50% pew and 50% himi


----------



## dangermouse (Oct 4, 2008)

That is what i thought too......... 

but i have got a litter of babies that all have dark eyes they are from PEW mother and a himmy father that also had pink eyes...... now i know that the father of the himmy was infact a siamese and the mother was a PEW.... so whats going on with these babies :?


----------



## SarahY (Nov 6, 2008)

Maybe the PEW is actually a cream with pink eye dilute (the one that makes dove, fawn etc) as well? Then you could expect some black eyed siamese kiitens.

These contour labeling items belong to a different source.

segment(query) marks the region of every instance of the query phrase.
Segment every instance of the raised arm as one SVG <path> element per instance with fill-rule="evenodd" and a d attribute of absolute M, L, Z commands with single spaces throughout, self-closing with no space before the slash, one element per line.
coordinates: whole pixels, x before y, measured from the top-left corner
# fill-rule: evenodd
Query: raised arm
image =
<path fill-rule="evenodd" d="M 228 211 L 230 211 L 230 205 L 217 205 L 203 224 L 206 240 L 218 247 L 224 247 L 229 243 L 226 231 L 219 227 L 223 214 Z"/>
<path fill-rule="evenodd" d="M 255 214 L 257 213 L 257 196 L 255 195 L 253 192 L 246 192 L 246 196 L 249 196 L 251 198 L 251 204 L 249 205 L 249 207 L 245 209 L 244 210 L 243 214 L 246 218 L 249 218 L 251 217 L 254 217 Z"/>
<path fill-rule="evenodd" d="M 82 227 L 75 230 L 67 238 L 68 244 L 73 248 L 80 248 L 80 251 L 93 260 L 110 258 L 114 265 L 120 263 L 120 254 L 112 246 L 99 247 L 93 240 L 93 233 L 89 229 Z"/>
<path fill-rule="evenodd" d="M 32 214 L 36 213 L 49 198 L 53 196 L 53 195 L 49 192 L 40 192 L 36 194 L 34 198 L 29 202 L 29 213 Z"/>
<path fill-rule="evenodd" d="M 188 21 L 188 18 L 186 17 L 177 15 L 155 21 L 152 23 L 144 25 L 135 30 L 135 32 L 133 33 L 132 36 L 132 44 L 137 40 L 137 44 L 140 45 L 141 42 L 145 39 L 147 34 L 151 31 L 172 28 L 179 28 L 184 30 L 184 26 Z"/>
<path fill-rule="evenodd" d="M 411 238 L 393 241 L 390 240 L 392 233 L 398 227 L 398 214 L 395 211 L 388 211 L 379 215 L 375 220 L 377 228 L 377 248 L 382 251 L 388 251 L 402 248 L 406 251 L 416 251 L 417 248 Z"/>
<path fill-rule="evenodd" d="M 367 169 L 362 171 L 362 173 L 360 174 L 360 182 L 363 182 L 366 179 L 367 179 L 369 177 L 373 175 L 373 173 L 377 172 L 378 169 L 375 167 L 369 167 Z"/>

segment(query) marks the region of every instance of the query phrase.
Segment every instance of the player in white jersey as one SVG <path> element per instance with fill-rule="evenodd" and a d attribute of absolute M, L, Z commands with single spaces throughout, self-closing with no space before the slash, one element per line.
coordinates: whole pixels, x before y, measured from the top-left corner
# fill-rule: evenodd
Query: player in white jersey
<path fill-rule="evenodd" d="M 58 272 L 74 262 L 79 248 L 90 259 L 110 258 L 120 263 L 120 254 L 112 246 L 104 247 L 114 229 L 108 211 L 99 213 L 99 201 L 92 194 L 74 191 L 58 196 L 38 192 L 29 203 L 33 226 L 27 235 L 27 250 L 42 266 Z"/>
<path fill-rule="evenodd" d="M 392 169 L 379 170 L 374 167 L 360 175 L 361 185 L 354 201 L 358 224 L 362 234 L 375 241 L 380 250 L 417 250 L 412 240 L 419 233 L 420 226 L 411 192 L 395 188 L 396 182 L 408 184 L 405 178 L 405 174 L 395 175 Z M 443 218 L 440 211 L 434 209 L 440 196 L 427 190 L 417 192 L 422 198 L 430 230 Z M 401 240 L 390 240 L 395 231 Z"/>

Although you can make white mice quite a few ways so you'll probably just have to wait and see!

Sarah xxx


----------



## dangermouse (Oct 4, 2008)

Hmmmm...... im sure i really dont know .... but i was really suprised by this litter, they are only 3 days so not sure what colour they are going to be yet :lol:


----------



## dangermouse (Oct 4, 2008)

well today I have tried a bit of fostering as the PEW mother is eating her young one by one, so i have put them in with my two other moms siamese and blue.... things seem to be going ok as the siamese had been feeding them and re building her nest...


----------



## NaomiR (Feb 9, 2009)

you have b.e siamese like wot I done :lol:


----------